In the course of defending a personal injury action brought against them by Carroll, the McEwens declared bankruptcy. They were absolutely discharged from bankruptcy shortly thereafter, prior to the resolution of the personal injury action.

In the eventual judgment awarded against them, the McEwens' personal liability was limited to $1 million, being the limit of their insurance policy. Carroll filed a proof of claim in the McEwens' bankrupt estates for the personal injury damages award that was in excess of the McEwens' policy limits. This proof of claim was accepted by the trustee in bankruptcy.

The trustee also advised Carroll that while it would not proceed to take any action against the McEwens' insurer – Traders General Insurance Company – regarding any bad-faith claims held by the McEwens against Traders relating to the personal injury action, the trustee indicated that it would consent to an order pursuant to Section 38 of the Bankruptcy and Insolvency Act, allowing Carroll to take the action against the McEwens' insurer in her own name.


Traders brought the present motion for:

  • an order reversing the trustee's decision to allow the proof of claim;
  • an order setting aside the order granting leave for Carroll to proceed against Traders for bad faith pursuant to Section 38 of the Bankruptcy and Insolvency Act (the Section 38 order); and
  • an order setting aside the purported assignment of a claim by the trustee to Carroll.

The court decided several procedural issues against Traders, including that:

  • Traders did not have standing to bring the present motion;
  • the obtaining of the Section 38 order on an ex parte basis had been done properly;
  • the Section 38 order did not violate the trial judge's order limiting the McEwens' personal liability to $1 million; and
  • the trustee's prior discharge did not preclude the trustee from facilitating the Section 38 order.

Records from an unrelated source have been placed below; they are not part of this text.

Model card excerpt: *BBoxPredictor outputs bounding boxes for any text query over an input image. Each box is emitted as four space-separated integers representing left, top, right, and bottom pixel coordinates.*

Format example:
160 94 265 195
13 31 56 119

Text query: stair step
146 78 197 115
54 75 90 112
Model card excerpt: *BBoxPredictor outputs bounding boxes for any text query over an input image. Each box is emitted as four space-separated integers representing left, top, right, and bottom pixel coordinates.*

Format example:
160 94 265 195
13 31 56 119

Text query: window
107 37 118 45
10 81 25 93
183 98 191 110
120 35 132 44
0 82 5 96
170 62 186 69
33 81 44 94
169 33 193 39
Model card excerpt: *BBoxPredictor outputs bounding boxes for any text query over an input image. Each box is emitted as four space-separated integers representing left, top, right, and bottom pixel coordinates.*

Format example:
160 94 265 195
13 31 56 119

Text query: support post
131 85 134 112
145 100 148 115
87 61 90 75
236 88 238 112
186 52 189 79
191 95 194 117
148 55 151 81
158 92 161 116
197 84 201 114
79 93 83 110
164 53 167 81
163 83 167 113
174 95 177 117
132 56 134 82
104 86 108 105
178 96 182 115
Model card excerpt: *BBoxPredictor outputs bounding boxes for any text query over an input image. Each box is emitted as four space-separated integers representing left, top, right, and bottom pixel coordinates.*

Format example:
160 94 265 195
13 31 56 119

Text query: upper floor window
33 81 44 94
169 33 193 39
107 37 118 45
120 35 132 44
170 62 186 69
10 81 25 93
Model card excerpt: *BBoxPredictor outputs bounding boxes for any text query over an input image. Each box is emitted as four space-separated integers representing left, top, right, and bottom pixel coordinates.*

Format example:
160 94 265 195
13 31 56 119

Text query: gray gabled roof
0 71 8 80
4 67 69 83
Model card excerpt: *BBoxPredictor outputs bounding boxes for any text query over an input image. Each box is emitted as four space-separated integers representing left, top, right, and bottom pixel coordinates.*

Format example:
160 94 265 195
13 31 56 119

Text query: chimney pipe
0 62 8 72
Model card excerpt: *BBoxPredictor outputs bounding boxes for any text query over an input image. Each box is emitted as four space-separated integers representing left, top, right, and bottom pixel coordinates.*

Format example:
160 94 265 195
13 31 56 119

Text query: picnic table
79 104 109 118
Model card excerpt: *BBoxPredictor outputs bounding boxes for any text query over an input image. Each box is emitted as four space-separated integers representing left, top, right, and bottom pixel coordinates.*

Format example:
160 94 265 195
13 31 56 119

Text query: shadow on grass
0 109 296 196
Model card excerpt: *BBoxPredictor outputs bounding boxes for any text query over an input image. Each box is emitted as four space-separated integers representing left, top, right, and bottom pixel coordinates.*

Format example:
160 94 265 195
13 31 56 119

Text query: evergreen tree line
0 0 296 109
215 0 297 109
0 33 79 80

Insurer's duty of good faith is not extinguished on bankruptcy

Traders also took the position that the assignment of the bad-faith claim was unlawful because its duty of good faith had been extinguished by the bankruptcy.

The court dismissed this argument on its face, as Traders had provided no authority for such a proposition. The court held that without any specific language in an agreement or a legislative exception, "the rights and obligations attached to the debtor's property generally vest in the Trustee upon bankruptcy" and there was no reason for an exception in this case. Such a proposition would also contradict the general purpose of the Bankruptcy and Insolvency Act of maximising the value of a bankrupt's estate.

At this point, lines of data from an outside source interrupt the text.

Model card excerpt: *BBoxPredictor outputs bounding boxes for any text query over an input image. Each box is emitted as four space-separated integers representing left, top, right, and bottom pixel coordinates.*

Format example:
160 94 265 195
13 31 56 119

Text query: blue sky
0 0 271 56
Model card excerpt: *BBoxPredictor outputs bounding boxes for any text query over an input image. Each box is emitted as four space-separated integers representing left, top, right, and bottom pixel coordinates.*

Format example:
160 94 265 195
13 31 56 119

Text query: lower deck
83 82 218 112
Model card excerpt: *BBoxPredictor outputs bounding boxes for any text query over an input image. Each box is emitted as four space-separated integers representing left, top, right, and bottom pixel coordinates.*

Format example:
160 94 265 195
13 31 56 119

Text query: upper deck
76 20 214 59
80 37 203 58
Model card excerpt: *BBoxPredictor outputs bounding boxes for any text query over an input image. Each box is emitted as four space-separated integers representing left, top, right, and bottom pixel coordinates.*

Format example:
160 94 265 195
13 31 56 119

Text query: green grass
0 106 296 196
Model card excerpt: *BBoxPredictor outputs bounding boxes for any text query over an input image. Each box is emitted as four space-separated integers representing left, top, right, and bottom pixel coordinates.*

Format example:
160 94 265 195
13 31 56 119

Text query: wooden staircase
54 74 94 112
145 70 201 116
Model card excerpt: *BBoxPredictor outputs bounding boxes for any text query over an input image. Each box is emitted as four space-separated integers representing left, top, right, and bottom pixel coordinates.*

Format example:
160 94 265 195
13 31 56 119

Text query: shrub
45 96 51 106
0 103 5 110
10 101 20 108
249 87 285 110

Traders also argued that because the bad-faith claim had crystallised more than three years after the McEwens and the trustee had been discharged, such a claim had never vested with the trustee. In other words, the claim had materialised well after the trustee's mandate had ended, and the trustee could not assign something that it had never had.

The court examined several insurance, bankruptcy and contracts cases and found that they supported the position that the bad-faith claim "did not have to 'crystallize' through a judgment as to underlying liability before becoming vested in the Trustee". The court concluded that the bad-faith claim was property that devolved to the bankrupt's estate and had therefore been assignable and properly assigned.

Bankruptcy and insurance relationships

The general position that bankruptcy can substantially vary the rights of insureds has been argued and rejected in the past. For example, in Pope & Talbot Ltd, Re (2011 BCSC 548) the insurer argued that it should be added to the action underlying the coverage claim "because when an insured is bankrupt, the insurance proceeds do not vest in the estate where the liability policy, as it does in the Cornerstone policy, requires the insurer to 'pay on behalf of' the insured". Similarly, the insurer did not cite any authority for this proposition, and Walker J of the British Columbia Supreme Court held that there was no "principled basis to depart from the line of authority established in this province simply because P&T Inc. is in bankruptcy".

In a case similar to Re McEwen (Future Health Inc (Trustee of) v State Farm Mutual Automobile Insurance Co of Canada (2013 ONSC 2941)), the defendant insurer took the position on a Rule 21 motion that the bankruptcy trustee did not have the capacity to claim bad faith and punitive damages against the insurer. The court held that it required a full evidentiary record to decide the issue and, as such, dismissed the insurer's motion.


While Future Health was decided on the basis that the issue was best left to a summary judgment motion or trial, these cases all confirm that an insurer is not relieved of its contractual and extra-contractual obligations simply because the insured becomes bankrupt.